So what are these three outside forces that can change essential oils? They are oxygen, heat and light.
Oxygen! “oxygen can change the chemical composition of an essential oil by reacting with some of the constituents.”-Essential Oil Safety. If oxygen is changing the chemical composition of an essential oil, then we no longer know what chemicals are in that oil unless the oil gets another test. Just like the example I gave with Peppermint, some oils might no longer be good for what they were originally good for. This oil maybe hasn’t “expired” but we might want to be aware of this so we don’t continue to use it for a purpose that won’t do any good. One study showed that the “monoterpene content of Lemon essential oil decreased from 97.1% to 30.7% in 12 months when the oil was stored at 77 degrees F with the cap removed for three minutes every day. However, storage at 41 degrees F, with the cap removed for three minutes once a month results in minimal degradation.”- Essential Oil Safety. So Lemon had not expired because it was still a great oil, just a completely different oil then what it was probably originally purchased for.

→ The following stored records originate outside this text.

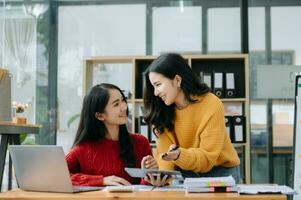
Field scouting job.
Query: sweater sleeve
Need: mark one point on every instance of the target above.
(204, 157)
(78, 178)
(163, 142)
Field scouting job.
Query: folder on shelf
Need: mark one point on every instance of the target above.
(239, 127)
(229, 126)
(218, 84)
(230, 85)
(206, 78)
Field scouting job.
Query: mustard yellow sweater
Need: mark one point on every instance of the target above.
(201, 134)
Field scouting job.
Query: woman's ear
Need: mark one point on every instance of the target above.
(178, 80)
(99, 116)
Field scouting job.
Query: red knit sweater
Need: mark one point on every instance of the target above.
(90, 162)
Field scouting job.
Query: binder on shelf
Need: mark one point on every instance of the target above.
(229, 127)
(218, 84)
(206, 78)
(230, 85)
(239, 129)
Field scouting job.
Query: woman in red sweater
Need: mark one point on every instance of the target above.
(103, 147)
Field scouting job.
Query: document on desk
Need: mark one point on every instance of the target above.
(265, 188)
(140, 188)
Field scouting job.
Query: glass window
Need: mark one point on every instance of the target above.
(177, 29)
(93, 31)
(224, 30)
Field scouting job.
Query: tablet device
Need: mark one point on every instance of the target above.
(141, 172)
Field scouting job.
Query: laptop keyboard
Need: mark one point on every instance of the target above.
(85, 188)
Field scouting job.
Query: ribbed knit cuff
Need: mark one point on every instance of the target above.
(183, 159)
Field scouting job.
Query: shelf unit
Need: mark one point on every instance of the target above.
(230, 63)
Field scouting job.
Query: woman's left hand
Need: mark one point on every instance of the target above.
(171, 155)
(149, 162)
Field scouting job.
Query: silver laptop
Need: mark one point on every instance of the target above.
(43, 168)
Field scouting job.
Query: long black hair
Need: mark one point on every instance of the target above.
(90, 128)
(159, 115)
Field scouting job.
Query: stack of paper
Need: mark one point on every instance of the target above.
(210, 184)
(264, 188)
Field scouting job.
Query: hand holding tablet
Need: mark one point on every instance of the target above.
(141, 173)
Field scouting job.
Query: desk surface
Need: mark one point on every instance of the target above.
(13, 128)
(96, 195)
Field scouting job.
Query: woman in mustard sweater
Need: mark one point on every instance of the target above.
(188, 121)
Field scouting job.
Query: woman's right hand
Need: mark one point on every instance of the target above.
(115, 180)
(149, 162)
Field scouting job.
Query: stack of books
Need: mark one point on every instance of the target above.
(210, 184)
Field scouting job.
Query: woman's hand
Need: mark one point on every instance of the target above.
(148, 162)
(157, 180)
(172, 154)
(115, 180)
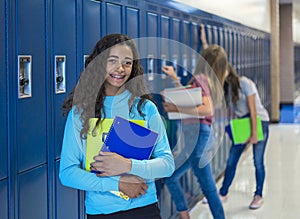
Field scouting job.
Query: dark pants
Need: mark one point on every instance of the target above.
(147, 212)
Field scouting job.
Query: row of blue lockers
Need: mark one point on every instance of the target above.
(43, 45)
(297, 67)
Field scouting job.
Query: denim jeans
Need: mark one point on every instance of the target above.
(258, 157)
(204, 174)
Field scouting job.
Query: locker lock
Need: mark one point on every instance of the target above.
(59, 79)
(60, 74)
(24, 76)
(23, 81)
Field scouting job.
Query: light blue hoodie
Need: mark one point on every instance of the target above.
(99, 199)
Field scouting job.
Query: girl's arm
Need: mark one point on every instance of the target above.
(252, 108)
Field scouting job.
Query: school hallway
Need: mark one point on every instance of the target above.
(281, 188)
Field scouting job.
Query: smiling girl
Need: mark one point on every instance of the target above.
(112, 84)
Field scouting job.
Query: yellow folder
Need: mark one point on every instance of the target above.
(95, 140)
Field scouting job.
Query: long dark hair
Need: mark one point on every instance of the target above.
(232, 86)
(89, 94)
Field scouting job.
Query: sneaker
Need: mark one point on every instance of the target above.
(223, 199)
(257, 202)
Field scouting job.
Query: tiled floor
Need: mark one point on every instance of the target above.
(282, 184)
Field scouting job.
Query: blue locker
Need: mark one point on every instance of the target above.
(221, 37)
(186, 52)
(215, 35)
(132, 26)
(113, 18)
(152, 31)
(63, 62)
(91, 26)
(66, 199)
(31, 111)
(195, 40)
(3, 198)
(176, 36)
(3, 93)
(209, 34)
(32, 194)
(165, 33)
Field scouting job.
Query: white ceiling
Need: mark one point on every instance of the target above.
(253, 13)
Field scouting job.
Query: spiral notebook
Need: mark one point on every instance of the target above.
(129, 139)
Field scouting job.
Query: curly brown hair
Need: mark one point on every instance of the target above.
(89, 94)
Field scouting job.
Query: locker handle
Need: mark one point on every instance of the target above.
(150, 68)
(23, 81)
(60, 74)
(24, 76)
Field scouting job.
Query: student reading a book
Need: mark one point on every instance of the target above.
(112, 84)
(243, 100)
(199, 129)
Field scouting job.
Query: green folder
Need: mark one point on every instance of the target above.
(241, 130)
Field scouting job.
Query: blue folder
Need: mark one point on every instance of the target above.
(129, 139)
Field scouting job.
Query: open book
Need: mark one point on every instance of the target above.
(185, 97)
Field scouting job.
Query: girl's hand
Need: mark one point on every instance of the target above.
(169, 70)
(169, 107)
(110, 164)
(133, 186)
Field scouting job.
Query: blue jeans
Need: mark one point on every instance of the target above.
(258, 157)
(204, 175)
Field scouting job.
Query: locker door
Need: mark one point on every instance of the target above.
(113, 18)
(209, 34)
(165, 48)
(175, 50)
(3, 92)
(32, 194)
(67, 201)
(31, 104)
(215, 35)
(3, 199)
(152, 46)
(91, 27)
(195, 40)
(63, 62)
(132, 22)
(185, 51)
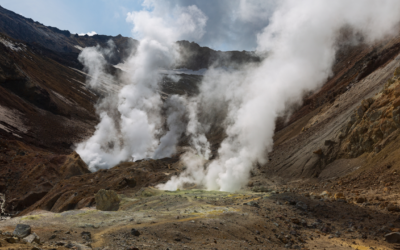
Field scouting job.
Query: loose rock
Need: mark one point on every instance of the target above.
(107, 200)
(22, 230)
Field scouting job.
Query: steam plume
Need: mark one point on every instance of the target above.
(301, 42)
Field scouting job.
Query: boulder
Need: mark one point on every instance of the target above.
(325, 193)
(22, 230)
(107, 200)
(392, 208)
(360, 200)
(12, 240)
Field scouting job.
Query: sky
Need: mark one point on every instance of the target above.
(231, 24)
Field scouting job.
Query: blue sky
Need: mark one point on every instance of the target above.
(224, 30)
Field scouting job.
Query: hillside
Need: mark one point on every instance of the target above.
(330, 182)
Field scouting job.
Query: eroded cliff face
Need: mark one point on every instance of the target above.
(375, 122)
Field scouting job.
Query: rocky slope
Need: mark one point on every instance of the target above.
(331, 182)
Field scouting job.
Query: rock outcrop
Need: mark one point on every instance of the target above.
(107, 200)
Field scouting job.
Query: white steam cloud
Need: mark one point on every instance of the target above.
(131, 120)
(301, 42)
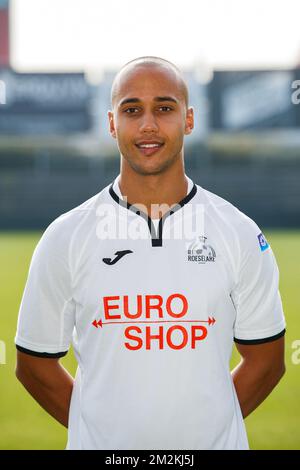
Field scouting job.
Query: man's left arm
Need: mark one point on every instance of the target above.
(261, 368)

Heat! Not enough research has been done on heat causing degradation as much as oxygen. However, there have been a few studies showing that extreme heat can change the chemical make up of an essential oil.

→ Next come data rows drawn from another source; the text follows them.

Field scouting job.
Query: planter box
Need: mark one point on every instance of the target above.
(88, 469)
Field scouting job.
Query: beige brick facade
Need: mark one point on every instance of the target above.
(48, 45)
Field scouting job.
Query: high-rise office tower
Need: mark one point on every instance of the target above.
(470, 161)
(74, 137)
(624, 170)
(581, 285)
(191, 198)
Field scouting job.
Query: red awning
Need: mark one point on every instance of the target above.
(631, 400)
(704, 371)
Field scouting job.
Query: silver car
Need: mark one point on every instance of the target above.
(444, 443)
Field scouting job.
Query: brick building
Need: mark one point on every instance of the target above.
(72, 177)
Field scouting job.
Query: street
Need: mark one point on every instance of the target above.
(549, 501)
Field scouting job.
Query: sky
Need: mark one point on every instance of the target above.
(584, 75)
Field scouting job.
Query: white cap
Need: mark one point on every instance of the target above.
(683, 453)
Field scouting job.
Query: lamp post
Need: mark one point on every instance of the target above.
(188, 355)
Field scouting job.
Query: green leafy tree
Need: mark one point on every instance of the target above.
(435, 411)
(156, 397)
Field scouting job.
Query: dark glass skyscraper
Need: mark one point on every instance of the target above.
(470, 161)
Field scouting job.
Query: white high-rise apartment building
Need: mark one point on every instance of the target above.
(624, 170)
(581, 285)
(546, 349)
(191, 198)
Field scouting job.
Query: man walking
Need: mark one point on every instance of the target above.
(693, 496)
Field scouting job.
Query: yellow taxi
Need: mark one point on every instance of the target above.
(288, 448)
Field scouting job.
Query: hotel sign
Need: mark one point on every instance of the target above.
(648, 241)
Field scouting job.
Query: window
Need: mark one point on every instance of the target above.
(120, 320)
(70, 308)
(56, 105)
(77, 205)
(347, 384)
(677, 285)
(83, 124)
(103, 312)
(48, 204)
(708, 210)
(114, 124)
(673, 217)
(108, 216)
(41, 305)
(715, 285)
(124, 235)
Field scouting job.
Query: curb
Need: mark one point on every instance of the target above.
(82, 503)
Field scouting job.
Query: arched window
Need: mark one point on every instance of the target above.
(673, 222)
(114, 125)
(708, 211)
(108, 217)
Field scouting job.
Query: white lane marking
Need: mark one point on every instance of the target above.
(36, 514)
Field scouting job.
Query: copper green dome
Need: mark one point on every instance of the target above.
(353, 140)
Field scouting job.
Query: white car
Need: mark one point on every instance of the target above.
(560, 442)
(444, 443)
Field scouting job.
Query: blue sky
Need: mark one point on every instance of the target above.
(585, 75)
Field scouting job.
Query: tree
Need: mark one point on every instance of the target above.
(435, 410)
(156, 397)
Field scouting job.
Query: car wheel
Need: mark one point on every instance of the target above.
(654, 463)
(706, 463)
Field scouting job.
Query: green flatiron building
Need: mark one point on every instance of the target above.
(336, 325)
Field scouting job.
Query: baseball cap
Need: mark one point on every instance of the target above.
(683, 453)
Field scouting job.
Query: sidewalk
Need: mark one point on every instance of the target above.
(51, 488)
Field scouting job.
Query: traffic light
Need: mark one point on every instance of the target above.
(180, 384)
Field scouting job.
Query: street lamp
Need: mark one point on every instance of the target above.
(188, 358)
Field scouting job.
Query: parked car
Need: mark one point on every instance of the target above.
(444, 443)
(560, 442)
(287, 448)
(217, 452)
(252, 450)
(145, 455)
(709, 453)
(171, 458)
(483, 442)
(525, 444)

Light! “Light will promote the formation of oxygen free radicals, which are highly reactive.” One study done on Orange Sweet shows that when it was exposed to UV light at 68 degrees F for 50 minutes it’s composition changed dramatically. Multiple chemicals increased, many chemicals decreased and there were even 12 NEW chemical constituents found within the oil.
Maybe essential oils don’t “expire” but they should have a shelf life. This is to make sure you are getting the most out of your essential oils. Maybe they don’t mold or grow mildew but they do change. If you are not aware of these extreme changes and store the essential oils incorrectly, then you might be using an oil that is not what you really think it is.